Antiepileptic Drugs in Critically Ill Patients

Salia Farrokh; Pouya Tahsili-Fahadan; Eva K. Ritzl; John J. Lewin III; Marek A. Mirski


Crit Care. 2018;22(153) 

In This Article

Dosing and Therapeutic Drug Monitoring in the ICU Setting

Dosing of AEDs should be individualized to achieve seizure control with minimal adverse effects. The 1-h postloading dose is commonly recommended as a time to measure peak serum concentration. Pharmacokinetic alterations are frequently observed in critically ill patients; hence, frequent therapeutic drug monitoring (TDM) may be required. Basic dosing and TDM recommendations for AEDs commonly used in the ICU are summarized below and in Table 3.


Phenytoin has an average half-life of 24 h, but this ranges from 7 to 40 h, increasing with dose escalation due to its nonlinear kinetics.[8] Phenytoin is insoluble in water and is dissolved in a basic solution including ethylene glycol, the mixture being linked to tissue necrosis ("purple hand syndrome") if extravasated.[9] Fosphenytoin, the prodrug of phenytoin, is water soluble and hence free of the toxic emulsion. This difference in solubility allows intramuscular and faster intravenous administration of fosphenytoin, but the need for plasma conversion to the active drug (phenytoin) results in a comparable time to peak plasma levels when compared with phenytoin administration itself.[10]

Because phenytoin follows nonlinear or saturable metabolism pharmacokinetics, it is possible to attain excessive concentrations much easier than medications that follow linear pharmacokinetics. Phenytoin TDM is therefore clinically important in the critically ill and should be followed closely.

At normal serum levels, patients may experience minor central nervous system depression and adverse effects such as nystagmus, drowsiness, or fatigue. Beyond the normal target range, ataxia, slurred speech, and incoordination often occurs.

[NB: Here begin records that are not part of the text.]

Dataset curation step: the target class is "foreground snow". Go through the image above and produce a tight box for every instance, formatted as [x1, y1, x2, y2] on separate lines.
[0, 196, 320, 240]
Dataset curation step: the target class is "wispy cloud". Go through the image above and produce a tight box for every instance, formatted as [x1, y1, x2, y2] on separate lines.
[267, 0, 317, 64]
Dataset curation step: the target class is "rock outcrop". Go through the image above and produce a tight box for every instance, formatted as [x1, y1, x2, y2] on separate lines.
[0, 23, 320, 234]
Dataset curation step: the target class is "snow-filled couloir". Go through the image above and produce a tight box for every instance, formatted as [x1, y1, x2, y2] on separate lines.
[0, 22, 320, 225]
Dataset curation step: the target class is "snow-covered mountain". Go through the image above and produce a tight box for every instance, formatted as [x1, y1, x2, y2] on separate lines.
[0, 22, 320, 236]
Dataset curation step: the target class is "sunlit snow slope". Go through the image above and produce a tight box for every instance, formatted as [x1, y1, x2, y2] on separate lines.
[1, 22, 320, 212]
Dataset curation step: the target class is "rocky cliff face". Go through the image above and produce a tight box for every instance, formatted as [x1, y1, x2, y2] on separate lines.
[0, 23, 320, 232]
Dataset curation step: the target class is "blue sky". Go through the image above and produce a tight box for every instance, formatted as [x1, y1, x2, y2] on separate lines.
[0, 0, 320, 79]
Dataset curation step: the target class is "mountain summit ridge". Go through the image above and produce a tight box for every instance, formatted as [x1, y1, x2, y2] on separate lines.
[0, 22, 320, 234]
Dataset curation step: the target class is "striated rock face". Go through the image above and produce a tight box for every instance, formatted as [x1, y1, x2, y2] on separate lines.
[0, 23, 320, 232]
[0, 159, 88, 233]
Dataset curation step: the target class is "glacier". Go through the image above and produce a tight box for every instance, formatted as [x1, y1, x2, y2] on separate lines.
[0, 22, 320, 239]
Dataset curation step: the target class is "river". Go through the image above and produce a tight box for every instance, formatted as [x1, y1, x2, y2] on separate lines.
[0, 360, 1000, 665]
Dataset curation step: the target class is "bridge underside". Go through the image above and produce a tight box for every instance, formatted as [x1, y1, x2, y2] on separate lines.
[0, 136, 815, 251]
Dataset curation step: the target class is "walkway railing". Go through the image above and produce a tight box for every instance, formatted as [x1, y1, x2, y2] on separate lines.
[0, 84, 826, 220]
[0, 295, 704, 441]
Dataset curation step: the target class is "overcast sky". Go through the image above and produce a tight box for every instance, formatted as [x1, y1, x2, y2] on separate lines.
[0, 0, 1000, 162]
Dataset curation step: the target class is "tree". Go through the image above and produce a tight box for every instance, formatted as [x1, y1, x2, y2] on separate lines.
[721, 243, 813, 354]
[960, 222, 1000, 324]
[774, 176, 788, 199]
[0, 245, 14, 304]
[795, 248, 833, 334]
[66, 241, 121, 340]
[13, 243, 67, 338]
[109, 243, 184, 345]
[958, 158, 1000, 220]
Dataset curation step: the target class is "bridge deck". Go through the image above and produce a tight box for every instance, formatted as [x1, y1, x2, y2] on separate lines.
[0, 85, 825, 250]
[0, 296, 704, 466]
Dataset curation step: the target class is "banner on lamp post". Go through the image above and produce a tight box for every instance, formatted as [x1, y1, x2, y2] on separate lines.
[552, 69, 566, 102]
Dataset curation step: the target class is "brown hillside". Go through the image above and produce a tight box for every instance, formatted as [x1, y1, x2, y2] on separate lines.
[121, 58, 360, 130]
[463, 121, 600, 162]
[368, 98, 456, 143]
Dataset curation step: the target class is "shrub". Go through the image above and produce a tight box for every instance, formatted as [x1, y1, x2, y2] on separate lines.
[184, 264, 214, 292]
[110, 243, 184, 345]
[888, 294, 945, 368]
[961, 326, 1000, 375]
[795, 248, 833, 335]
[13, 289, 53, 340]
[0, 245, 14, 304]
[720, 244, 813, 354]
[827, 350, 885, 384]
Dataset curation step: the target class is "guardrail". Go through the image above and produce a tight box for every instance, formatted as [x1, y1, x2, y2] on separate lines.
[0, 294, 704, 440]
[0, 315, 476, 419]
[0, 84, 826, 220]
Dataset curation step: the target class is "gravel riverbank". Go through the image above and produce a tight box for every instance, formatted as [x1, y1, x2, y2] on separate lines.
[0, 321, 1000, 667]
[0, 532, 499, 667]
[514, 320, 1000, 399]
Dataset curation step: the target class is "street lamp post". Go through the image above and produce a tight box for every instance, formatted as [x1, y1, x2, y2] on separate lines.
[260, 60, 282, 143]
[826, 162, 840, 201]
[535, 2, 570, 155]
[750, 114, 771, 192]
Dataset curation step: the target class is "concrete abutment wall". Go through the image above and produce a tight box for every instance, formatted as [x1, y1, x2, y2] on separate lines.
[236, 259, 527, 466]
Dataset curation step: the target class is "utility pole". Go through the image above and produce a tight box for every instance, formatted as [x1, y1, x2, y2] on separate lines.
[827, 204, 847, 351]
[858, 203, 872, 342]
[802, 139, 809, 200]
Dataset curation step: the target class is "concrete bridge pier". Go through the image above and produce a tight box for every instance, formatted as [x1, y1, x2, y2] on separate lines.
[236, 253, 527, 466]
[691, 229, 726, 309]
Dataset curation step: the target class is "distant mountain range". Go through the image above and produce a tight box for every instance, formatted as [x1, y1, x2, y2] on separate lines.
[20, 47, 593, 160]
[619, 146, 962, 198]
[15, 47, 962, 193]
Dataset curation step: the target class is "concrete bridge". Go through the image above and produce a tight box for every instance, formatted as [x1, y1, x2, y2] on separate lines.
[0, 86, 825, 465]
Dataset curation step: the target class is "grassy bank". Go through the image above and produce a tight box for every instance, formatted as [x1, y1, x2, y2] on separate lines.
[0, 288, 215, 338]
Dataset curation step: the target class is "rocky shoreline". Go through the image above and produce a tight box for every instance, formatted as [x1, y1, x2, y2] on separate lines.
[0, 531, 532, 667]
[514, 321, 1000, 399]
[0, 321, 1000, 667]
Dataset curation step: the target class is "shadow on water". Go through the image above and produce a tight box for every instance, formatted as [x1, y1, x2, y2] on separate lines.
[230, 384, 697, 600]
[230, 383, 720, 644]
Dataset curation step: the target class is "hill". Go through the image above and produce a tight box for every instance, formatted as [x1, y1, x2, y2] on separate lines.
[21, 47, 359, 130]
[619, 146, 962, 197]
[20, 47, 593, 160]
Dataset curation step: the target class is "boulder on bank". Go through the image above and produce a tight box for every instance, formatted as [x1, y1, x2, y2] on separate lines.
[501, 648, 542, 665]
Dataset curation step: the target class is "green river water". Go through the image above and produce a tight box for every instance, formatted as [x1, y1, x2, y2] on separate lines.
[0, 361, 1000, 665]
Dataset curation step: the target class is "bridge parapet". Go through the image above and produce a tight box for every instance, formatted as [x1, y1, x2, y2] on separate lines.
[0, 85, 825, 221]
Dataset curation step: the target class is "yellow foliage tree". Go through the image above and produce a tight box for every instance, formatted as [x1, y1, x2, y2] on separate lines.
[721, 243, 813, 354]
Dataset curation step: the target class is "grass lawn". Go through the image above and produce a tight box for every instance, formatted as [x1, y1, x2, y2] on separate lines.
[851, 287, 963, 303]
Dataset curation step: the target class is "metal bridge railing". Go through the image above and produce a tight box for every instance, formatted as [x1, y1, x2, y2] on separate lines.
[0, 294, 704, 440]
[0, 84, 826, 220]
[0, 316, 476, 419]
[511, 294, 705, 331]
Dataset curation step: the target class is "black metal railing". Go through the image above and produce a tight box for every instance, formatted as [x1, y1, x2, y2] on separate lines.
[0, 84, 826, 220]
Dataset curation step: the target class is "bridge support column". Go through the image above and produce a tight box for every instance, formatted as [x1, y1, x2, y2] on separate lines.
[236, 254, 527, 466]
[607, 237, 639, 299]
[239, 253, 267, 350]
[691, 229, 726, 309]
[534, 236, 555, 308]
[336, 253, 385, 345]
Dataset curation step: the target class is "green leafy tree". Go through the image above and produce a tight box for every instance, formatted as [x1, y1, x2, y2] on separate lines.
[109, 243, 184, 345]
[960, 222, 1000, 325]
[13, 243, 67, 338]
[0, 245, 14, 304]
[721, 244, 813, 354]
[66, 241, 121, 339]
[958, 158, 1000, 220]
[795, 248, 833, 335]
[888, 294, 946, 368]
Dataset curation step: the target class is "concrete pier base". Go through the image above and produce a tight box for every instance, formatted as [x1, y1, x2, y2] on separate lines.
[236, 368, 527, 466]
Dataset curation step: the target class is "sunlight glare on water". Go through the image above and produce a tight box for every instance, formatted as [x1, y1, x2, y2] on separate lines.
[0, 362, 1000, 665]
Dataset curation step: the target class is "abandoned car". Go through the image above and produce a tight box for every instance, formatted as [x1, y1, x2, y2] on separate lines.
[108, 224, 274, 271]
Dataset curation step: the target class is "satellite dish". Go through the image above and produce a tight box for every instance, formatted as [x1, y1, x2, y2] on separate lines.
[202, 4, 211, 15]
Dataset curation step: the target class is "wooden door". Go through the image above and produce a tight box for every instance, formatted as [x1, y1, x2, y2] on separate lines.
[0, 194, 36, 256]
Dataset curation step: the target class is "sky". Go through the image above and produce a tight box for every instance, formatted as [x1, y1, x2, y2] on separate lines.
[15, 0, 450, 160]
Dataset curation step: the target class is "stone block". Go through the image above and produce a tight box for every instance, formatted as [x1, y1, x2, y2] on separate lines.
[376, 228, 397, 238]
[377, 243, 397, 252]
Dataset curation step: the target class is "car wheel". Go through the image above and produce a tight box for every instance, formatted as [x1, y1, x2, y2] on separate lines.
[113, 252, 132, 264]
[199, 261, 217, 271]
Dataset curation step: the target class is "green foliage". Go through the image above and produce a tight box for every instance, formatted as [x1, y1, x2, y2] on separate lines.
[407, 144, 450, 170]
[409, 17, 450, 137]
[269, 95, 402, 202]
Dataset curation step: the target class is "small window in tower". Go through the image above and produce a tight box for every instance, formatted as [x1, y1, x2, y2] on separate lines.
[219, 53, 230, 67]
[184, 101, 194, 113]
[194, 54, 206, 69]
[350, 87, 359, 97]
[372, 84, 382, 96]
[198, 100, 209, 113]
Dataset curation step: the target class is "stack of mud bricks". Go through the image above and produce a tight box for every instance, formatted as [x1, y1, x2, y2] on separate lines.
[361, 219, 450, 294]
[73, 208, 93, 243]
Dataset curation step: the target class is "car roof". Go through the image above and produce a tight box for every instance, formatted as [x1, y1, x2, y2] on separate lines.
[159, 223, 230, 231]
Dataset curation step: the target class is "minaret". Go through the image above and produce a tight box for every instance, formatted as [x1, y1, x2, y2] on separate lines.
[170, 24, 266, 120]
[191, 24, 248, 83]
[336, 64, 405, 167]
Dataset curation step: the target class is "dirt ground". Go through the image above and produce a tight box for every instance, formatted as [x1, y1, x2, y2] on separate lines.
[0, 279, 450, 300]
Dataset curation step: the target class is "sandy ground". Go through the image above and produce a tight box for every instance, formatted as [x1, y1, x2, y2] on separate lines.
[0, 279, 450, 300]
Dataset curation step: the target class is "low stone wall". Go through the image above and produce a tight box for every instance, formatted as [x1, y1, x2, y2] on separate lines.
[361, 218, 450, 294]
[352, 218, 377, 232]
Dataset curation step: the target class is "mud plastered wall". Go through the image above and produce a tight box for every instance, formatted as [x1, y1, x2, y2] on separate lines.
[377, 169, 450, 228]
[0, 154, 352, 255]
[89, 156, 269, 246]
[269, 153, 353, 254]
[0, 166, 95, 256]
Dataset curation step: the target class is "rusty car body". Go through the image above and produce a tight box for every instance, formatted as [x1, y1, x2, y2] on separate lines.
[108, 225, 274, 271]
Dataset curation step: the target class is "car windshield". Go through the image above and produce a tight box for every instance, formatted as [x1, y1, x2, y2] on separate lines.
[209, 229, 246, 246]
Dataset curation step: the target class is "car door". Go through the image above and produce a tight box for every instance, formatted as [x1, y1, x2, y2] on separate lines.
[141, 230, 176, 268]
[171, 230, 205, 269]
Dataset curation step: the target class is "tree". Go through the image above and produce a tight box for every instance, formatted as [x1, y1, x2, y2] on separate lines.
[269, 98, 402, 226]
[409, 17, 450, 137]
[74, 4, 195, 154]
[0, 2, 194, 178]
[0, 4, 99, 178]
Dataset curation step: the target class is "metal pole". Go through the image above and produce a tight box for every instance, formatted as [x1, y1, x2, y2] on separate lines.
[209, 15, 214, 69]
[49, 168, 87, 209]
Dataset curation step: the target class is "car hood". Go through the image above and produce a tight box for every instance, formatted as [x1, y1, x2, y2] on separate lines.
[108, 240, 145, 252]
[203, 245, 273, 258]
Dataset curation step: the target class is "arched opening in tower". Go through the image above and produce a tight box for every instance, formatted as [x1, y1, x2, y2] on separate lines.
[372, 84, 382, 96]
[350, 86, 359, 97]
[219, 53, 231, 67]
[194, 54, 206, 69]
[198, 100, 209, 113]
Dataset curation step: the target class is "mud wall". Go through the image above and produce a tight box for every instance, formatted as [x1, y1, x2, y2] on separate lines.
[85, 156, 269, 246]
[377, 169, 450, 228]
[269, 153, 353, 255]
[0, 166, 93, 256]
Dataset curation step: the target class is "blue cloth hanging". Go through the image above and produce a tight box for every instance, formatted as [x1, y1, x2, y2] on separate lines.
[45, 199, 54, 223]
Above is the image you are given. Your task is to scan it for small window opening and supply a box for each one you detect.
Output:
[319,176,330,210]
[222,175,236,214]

Drug-induced seizure activity has been reported at concentrations over 50–60 μg/mL.[8]

Typically, protein binding accounts for 90% of total plasma concentrations, hence the therapeutic range for unbound phenytoin (free) concentrations is 1–2 μg/mL. In patients suspected of having altered drug plasma protein binding, monitoring of free phenytoin serum concentration is of value.

Valproic Acid

Although the accepted therapeutic range for total valproic acid concentration for seizure therapeutics is 50–100 μg/mL, levels up to 175 μg/mL have been suggested in cases of refractory status epilepticus (SE) cases. Concentration-related side effects include ataxia, lethargy, tremor, and coma.[11] The common adverse effects—thrombocytopenia and hyperammonemia (via carnitine depletion)—can often be limited by dose reduction and by carnitine replacement in the latter condition. Due to significant interpatient differences in valproic acid metabolism, there is a poor correlation between valproic acid dose and total serum concentrations.[11,12]

Valproic acid is highly (90–95%) protein bound and is saturable within the therapeutic range which results in higher unbound fractions at higher concentrations. Although not often monitored, a therapeutic free valproic acid range of 2.5–10 μg/mL can be used as an initial guide.[11]


Phenobarbital has a long half-life of approximately 100 h, which limits its use when short-term AED use is desired. As with other AEDs, treatment of SE in particular may require higher than normal dosing, and this may reach upwards of even 10 mg/kg/day (serum levels of > 100 μg/mL) with solid efficacy demonstrated.[13] Concentration-related adverse effects of phenobarbital are sedation, confusion, and lethargy, with high doses leading to obtundation and respiratory depression.[14] As phenobarbital is only about 50% protein-bound, free drug monitoring is not warranted. However, in severe hepatic impairment (Child-Pugh score > 8) a decrease of 25–50% in the initial daily maintenance dose may be required.[15]


Pentobarbital is often used in the ICU setting to treat SE or elevated intracranial pressure. Initiation of pentobarbital involves sequential bolus doses followed by a continuous infusion.[16,17] The average half-life of pentobarbital in adults is reported to be about 22 h and it is 20–45% protein-bound. Serum pentobarbital TDM (reference range is 1–5 μg/mL) is of limited utility in determining treatment clinical response or toxicity; the direct measure of intracranial pressure (ICP) control or inducement of "burst suppression" by electroencephalography (EEG) are monitored instead. Serum concentrations, however, may be useful in assessing residual effects of pentobarbital-induced coma once discontinued.[18]